Quite a few people were angry last December when Ohio State used an obscure, almost never-before-seen procedure to get six football student-athletes reinstated for the Sugar Bowl. This article is not about the wisdom of that decision, the implications of Ohio State’s defense, or the value of the rule itself. My question is what is the implication of Ohio State finding this rule.
Because most Americans are more familiar with the American court system than any other system of adjudication, the American court system is often the yardstick for the fairness of a process. That system is an adversarial system where an impartial judge oversees the efforts to two parties to present evidence that their side of the case is true. Essential to this is a general ban on ex parte communications, when the judge talks to one party without the other party present.
So when it appears that the adjudicator of a case has taken a more active role in discovering or presenting evidence for one side or the other, or that one party has presented evidence outside of the normal process, the charges of unfairness, corruption, or general “backroom deals” come quick. But the NCAA’s process of student-athlete reinstatement is not the same as the American court system.
As a case is developed, be it an enforcement case, waiver case, or student-athlete reinstatement case, the institution is often in constant communication with the NCAA. However much a school talks to NCAA staff members during any complicated, controversial, and/or time-sensitive case, the school would like to talk more frequently. As a result, when the case is finally delivered to the NCAA in its final form, the NCAA knows what’s in it and in some cases the school knows what the outcome is likely to be.
It’s easy to see then why compliance officers were among those angered (subscription req’d) by the Ohio State decision. One of two things happened in the case. On the one hand, maybe someone at the NCAA pointed out or suggested a hard-to-find exception. That leads to charges of favoritism and places on the NCAA a burden to show that any school would receive similar assistance in developing their case.
On the other hand, maybe Ohio State, with one of the nation’s largest compliance staffs, was able to devote more time and resources to the case than other schools would be able to, leading to a better result. It’s this possibility that raises the more important and interesting questions though for the NCAA and its members.
Arms races abound in college athletics. There’s a recruiting arms race, building the most lavish facilities, having the nicest charter jets and striking the best apparel deals to attract the most talented prospects. There’s an academic arms race, where the goal is to prevent APR penalties and allow coaches greater freedom in recruiting. There also appears to be a revenue arms race, a frantic sprint to develop more and bigger sources of revenue to support the other arms races.

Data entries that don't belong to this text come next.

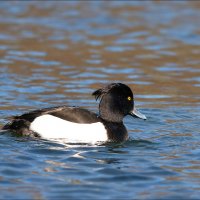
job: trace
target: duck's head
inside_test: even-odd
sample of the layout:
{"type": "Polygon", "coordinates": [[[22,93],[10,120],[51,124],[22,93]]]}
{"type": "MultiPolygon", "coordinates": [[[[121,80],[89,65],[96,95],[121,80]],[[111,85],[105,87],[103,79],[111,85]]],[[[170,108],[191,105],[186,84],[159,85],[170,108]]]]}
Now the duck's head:
{"type": "Polygon", "coordinates": [[[126,115],[146,119],[145,115],[136,110],[131,89],[122,83],[111,83],[93,94],[99,103],[99,115],[111,122],[121,122],[126,115]]]}

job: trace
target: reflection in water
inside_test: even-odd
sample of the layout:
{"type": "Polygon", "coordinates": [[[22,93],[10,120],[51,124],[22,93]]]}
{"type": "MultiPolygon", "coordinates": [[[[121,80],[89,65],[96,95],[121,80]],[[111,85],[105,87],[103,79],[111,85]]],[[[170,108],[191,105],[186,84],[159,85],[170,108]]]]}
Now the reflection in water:
{"type": "Polygon", "coordinates": [[[110,199],[198,199],[199,8],[197,1],[1,2],[1,125],[40,107],[97,111],[91,93],[110,82],[128,84],[148,116],[124,120],[131,137],[124,144],[1,133],[1,197],[102,199],[107,191],[110,199]]]}

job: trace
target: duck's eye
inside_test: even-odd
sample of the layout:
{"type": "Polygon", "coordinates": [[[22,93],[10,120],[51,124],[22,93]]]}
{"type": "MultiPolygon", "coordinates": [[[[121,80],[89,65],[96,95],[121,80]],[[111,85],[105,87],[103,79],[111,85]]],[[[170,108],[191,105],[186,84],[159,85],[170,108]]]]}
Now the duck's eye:
{"type": "Polygon", "coordinates": [[[127,98],[127,99],[128,99],[128,101],[131,101],[131,100],[132,100],[132,98],[131,98],[130,96],[128,96],[128,98],[127,98]]]}

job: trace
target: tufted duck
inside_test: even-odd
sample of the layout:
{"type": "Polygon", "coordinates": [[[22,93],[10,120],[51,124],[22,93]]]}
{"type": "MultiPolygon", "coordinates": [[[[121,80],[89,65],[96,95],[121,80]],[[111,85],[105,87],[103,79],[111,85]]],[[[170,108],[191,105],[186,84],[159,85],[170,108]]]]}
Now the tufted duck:
{"type": "Polygon", "coordinates": [[[92,95],[100,100],[98,115],[79,107],[51,107],[14,116],[2,129],[69,142],[123,142],[128,139],[123,118],[131,115],[146,119],[135,109],[133,93],[125,84],[112,83],[92,95]]]}

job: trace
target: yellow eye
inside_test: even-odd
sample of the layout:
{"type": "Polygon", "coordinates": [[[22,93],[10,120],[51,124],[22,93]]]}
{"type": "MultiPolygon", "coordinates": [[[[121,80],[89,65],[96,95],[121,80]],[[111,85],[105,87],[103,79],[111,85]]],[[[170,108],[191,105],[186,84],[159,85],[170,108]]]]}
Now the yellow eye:
{"type": "Polygon", "coordinates": [[[128,99],[128,101],[131,101],[131,97],[128,97],[127,99],[128,99]]]}

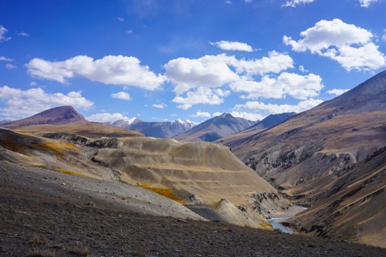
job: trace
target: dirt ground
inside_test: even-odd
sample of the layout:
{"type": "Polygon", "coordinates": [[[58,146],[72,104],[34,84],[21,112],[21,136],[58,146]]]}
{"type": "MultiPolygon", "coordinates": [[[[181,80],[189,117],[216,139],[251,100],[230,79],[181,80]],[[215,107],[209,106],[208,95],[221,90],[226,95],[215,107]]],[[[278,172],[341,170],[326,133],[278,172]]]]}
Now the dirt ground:
{"type": "Polygon", "coordinates": [[[33,178],[26,187],[22,183],[25,170],[4,166],[0,256],[386,256],[385,249],[346,242],[145,215],[103,202],[85,203],[44,194],[33,178]]]}

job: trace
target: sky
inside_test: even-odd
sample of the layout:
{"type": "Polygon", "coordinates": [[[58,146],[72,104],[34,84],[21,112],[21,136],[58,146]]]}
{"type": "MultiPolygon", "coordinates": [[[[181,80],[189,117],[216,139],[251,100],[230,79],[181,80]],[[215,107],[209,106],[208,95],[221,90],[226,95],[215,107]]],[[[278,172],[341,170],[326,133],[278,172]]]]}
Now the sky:
{"type": "Polygon", "coordinates": [[[0,119],[299,113],[386,69],[386,0],[1,0],[0,119]]]}

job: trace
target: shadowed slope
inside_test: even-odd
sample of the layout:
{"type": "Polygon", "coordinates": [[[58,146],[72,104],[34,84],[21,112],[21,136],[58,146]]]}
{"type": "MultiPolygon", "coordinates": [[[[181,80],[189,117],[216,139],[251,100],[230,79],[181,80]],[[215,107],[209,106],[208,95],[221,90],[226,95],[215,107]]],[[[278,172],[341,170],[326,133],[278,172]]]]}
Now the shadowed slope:
{"type": "Polygon", "coordinates": [[[1,125],[1,127],[14,129],[40,124],[85,123],[88,121],[72,106],[60,106],[42,111],[25,119],[1,125]]]}

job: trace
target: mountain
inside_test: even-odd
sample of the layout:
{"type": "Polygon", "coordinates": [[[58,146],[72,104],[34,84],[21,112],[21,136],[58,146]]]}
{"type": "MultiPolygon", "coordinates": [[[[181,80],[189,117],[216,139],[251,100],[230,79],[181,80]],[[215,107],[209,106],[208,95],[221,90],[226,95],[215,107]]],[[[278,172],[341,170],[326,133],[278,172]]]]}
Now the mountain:
{"type": "Polygon", "coordinates": [[[59,106],[42,111],[32,117],[6,123],[1,127],[14,129],[40,124],[69,124],[88,123],[72,106],[59,106]]]}
{"type": "MultiPolygon", "coordinates": [[[[112,125],[115,125],[114,124],[117,122],[114,123],[112,125]]],[[[162,122],[146,122],[135,119],[128,125],[121,127],[138,130],[147,137],[171,138],[178,134],[189,130],[194,126],[195,126],[195,124],[191,121],[181,119],[162,122]]]]}
{"type": "Polygon", "coordinates": [[[385,247],[385,160],[386,147],[342,173],[319,190],[322,201],[287,223],[303,232],[337,240],[349,240],[354,232],[360,242],[385,247]]]}
{"type": "Polygon", "coordinates": [[[213,142],[251,127],[255,122],[222,113],[173,138],[186,142],[213,142]]]}
{"type": "Polygon", "coordinates": [[[142,120],[136,118],[132,118],[129,120],[118,120],[111,123],[106,123],[105,124],[116,127],[128,128],[131,125],[140,122],[142,122],[142,120]]]}
{"type": "Polygon", "coordinates": [[[298,211],[219,144],[147,137],[96,123],[43,124],[0,129],[0,159],[49,174],[47,192],[71,187],[64,197],[85,192],[119,209],[269,230],[269,217],[298,211]]]}
{"type": "MultiPolygon", "coordinates": [[[[225,144],[258,175],[296,203],[308,206],[322,204],[325,201],[325,191],[339,177],[348,183],[350,177],[344,175],[355,163],[386,146],[386,71],[275,127],[256,131],[225,144]]],[[[382,190],[386,183],[384,177],[378,178],[381,182],[372,190],[382,190]]],[[[368,184],[361,187],[367,187],[368,184]]],[[[334,194],[343,194],[344,188],[336,187],[334,194]]],[[[354,190],[351,196],[356,192],[354,190]]],[[[377,204],[385,206],[385,198],[368,198],[364,201],[375,199],[378,201],[377,204]]],[[[372,206],[363,201],[355,215],[371,213],[372,206]]],[[[344,208],[339,211],[342,215],[334,218],[335,224],[343,222],[349,213],[344,208]]],[[[384,220],[386,219],[384,211],[380,215],[384,220]]],[[[378,226],[377,220],[367,220],[366,225],[378,226]]],[[[362,242],[370,240],[370,234],[366,238],[360,236],[360,223],[351,224],[349,237],[362,242]]],[[[331,230],[331,227],[325,230],[330,230],[329,237],[339,233],[331,230]]]]}
{"type": "Polygon", "coordinates": [[[280,124],[283,121],[288,120],[295,114],[296,113],[284,113],[280,114],[271,114],[246,130],[222,137],[216,142],[232,147],[233,145],[231,145],[231,142],[236,142],[236,144],[240,144],[241,142],[239,139],[242,140],[243,139],[248,138],[248,137],[251,134],[255,134],[257,132],[260,132],[276,126],[277,124],[280,124]]]}

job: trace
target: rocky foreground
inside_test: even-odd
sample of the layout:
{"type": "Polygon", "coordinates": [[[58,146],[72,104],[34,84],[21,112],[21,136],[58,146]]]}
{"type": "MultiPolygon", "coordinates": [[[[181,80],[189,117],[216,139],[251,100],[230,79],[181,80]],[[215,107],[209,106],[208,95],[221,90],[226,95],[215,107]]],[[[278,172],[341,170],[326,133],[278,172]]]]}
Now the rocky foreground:
{"type": "Polygon", "coordinates": [[[386,255],[346,242],[125,211],[85,192],[54,195],[28,169],[0,163],[0,256],[386,255]]]}

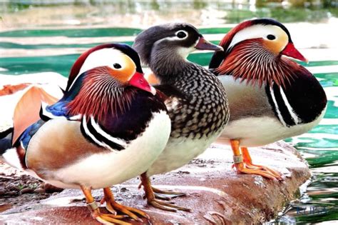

Compliance is one the verge of becoming the subject of the next college athletics arms race. But it will not be the threat of major violations and painful sanctions that drives it. Like all arms races in college athletics, winning will drive this one as well.
A larger compliance staff prevents more violations, which helps you competitively by allowing coaches to always stay at the maximum allowable limit of whatever activity they’re doing. It means better waivers, stronger enforcement defenses, and faster reinstatement cases. It allows for more in-depth research into interpretations to allow coaches to get to their desired result, or at least as close as you can come.
All of this costs money. Salaries, facilities, software, etc. While even the most expensive compliance office is a small fraction of the most expensive sport programs, there’s still the risk of creating haves and have-nots. At stake here though isn’t just who has a nicer weight room or cooler shoes. At stake are more fundamental things like who is eligible to play.
Limits on Being Good
One of the last things you’ll ever see in the NCAA Manual is a section of Bylaw 11 limiting the number of compliance staff a school can hire. How could the NCAA possibly tell schools to run increasingly effective compliance programs (demanded by certification) while at the same time limiting their ability to spend money on that effort?
The best defense against an unacceptable level of competitive inequity between schools is the backroom dealing railed against by fans and compliance officers alike. Possibly the only way the NCAA could ensure a degree of fairness in this area is for the national office to take a more active role in cases, lest outcomes in cases be determined based on the ability of a school to hire a large staff and the ability to pay them well and provide them with the best tools.
It will be necessary though for the NCAA to get out of the uncanny valley of transparency the Association is currently navigating. More information would be needed, be it more updates on cases and investigations or the rather extreme measure of opening up the secondary infractions database to the public. Otherwise the level of scrutiny and criticism the NCAA is receiving right now will look like a parade in its honor by comparison.
The goal is not to eliminate the “backroom dealing.” That just places a greater emphasis on acquiring the necessary tools to navigate or even game a rigid and unhelpful bureaucracy. Rather, the goal is to do as much of the dealing in the front room, where everyone can see it and hopefully everyone can learn enough to need a little less of it as time goes on.